Ms. Perez’s living room also boasts a rich variety of rugs and throws, examples of another phase of her fascination with weaving that led her to create a line of accessories sold at Bergdorf Goodman, Henri Bendel, Bloomingdale’s and Lord & Taylor. In her studio, with its impressive collection of looms and a “vault” piled high with silks, wools, fur and leather, there is also a rack of garments that represent collaborations with such haute couture designers as Mary McFadden and Norma Walters. For them, Ms. Perez has woven one-of-a-kind fabrics in rich tonal blends and lush textures for their fall/winter lines.

“They are all one-of-a-kind fabrics that can’t be mass-produced, she said, adding with a smile: “That’s why designers love me.”

Ms. Topham keeps her two big looms in the basement, but confessed that she prefers to work upstairs where she can look up from her work at the view out her window.

Nature, after all, is her inspiration, though she would not have predicted that life would lead her in that direction.

“If someone had told me back then that I would be a landscape painter,” she said, “my response would have been, ‘Are you crazy?’”

She credits geography, in large measure, for making painting landscapes in wool and silk her focus in life.

“I think it’s living here,” she said, speaking of her love for the East End landscape. She will often drive out of her way, she said, just to pass by Long Beach in Sag Harbor.

“Just looking at it is a real pleasure,” she said.

Proving her point is one of her larger tapestries, hanging over the mantel—a tranquil view of Long Beach in quiet but glowing tones. Another large tapestry is of Accabonac, one of the East End’s most ineffably beautiful locations. Its original incarnation was as a commissioned drawing, but Ms. Topham found herself so enchanted by the landscape that she returned in the spring to follow up with a tapestry.

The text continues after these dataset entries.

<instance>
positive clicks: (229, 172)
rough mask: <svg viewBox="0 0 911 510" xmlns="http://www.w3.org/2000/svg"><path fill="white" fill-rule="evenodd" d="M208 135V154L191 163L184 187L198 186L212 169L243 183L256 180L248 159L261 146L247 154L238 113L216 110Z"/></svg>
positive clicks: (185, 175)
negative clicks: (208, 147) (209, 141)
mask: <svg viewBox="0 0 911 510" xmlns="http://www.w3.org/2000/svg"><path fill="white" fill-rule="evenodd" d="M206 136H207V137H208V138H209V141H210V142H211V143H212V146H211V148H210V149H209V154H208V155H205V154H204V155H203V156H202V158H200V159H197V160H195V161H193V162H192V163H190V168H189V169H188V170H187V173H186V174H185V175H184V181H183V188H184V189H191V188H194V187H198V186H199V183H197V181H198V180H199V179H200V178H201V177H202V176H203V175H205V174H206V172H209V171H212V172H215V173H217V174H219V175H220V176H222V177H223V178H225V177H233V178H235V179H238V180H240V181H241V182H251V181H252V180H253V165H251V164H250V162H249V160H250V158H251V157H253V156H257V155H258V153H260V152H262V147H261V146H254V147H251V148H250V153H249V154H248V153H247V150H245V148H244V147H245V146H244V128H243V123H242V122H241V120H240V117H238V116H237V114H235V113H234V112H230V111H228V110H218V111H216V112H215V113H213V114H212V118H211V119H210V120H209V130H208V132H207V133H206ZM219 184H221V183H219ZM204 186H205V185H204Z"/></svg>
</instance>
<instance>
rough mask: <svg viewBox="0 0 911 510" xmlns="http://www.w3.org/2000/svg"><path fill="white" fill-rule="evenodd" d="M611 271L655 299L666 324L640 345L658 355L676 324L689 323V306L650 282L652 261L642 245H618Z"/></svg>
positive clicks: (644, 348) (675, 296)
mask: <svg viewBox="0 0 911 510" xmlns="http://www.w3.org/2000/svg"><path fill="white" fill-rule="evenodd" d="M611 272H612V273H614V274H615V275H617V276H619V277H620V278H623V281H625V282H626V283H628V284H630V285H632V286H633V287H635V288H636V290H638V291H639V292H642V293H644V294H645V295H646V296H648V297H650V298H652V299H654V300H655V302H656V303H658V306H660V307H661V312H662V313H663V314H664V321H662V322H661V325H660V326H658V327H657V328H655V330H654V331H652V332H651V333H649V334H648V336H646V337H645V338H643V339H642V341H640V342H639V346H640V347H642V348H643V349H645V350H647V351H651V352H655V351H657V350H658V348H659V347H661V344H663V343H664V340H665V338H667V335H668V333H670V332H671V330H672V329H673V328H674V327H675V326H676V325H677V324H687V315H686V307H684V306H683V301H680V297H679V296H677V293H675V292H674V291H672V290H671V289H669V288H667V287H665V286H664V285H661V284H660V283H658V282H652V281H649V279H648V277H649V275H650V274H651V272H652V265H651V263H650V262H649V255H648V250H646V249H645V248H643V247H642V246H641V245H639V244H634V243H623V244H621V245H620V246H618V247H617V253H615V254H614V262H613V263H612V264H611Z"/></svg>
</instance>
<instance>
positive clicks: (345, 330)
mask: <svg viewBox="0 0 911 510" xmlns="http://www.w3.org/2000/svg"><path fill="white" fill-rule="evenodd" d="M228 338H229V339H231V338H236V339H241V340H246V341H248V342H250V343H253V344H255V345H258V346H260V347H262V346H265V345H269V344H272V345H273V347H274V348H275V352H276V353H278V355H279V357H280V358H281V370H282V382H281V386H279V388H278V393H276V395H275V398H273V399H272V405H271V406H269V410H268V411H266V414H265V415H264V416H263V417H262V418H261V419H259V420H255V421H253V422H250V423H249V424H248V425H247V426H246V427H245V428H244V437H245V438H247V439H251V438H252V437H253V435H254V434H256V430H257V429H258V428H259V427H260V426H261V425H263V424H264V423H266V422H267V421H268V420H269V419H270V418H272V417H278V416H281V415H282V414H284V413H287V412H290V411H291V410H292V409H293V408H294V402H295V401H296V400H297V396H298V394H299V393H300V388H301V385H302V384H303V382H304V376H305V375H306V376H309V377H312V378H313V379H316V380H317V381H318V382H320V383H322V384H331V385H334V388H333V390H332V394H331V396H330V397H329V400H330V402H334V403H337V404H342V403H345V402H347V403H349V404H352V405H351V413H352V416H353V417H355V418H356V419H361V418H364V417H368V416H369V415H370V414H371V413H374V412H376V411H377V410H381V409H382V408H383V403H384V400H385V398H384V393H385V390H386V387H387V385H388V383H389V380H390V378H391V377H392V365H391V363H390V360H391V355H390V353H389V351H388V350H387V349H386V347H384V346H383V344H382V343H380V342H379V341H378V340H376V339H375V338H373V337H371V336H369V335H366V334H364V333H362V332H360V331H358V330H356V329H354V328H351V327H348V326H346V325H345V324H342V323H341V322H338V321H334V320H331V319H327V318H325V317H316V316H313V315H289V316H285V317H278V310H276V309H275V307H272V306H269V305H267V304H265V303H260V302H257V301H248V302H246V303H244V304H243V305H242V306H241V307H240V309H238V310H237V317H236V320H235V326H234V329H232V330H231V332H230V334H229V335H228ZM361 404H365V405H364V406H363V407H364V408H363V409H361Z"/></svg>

A description of the process she uses in developing her designs can be found on her website, www.pamelatopham.com, where she notes that she starts with detailed color pencil drawings, photographs and multiple site visits before dipping into her store of yarns in varied textures and hues for the final product.

Not all of Ms. Topham’s tapestries are of East End landscapes. Trips over the years with her daughter to a dozen national parks have inspired depictions of more spectacular terrain. She has also created a huge, six-by-six-foot tapestry that hung for 10 years at the Yale Club in New York and she was commissioned by McGraw Hill to create a series of tapestries for their offices and headquarters. In addition, Ms. Topham has a number of private collectors, some of whom have become her friends.

Ms. Topham observed that her work with the master weaver she calls her mentor, Archie Brennan, and his wife, who is also a master weaver, has become increasingly important as she continues to try new things. Known internationally, according to Ms. Topham, the couple conduct workshops for skilled weavers at their Inwood studio, helping with problems and connecting weavers to a network that gives them access to information and opportunities.

Ms. Topham credits that connection for taking her down some new creative paths. She recently completed her first historic landscape, for example, based on an 1830 etching of the Hudson River. She has also been experimenting with different weaving techniques and some innovative frames, one of which allows her to work in two layers.

Currently she is past the point of no return on a tapestry inspired by a trip to Rocky Mountain National Park that is turning out to be more difficult than she had anticipated.

“But challenges are good,” she laughed—expressing a delight in the difficult that Ms. Perez surely shares.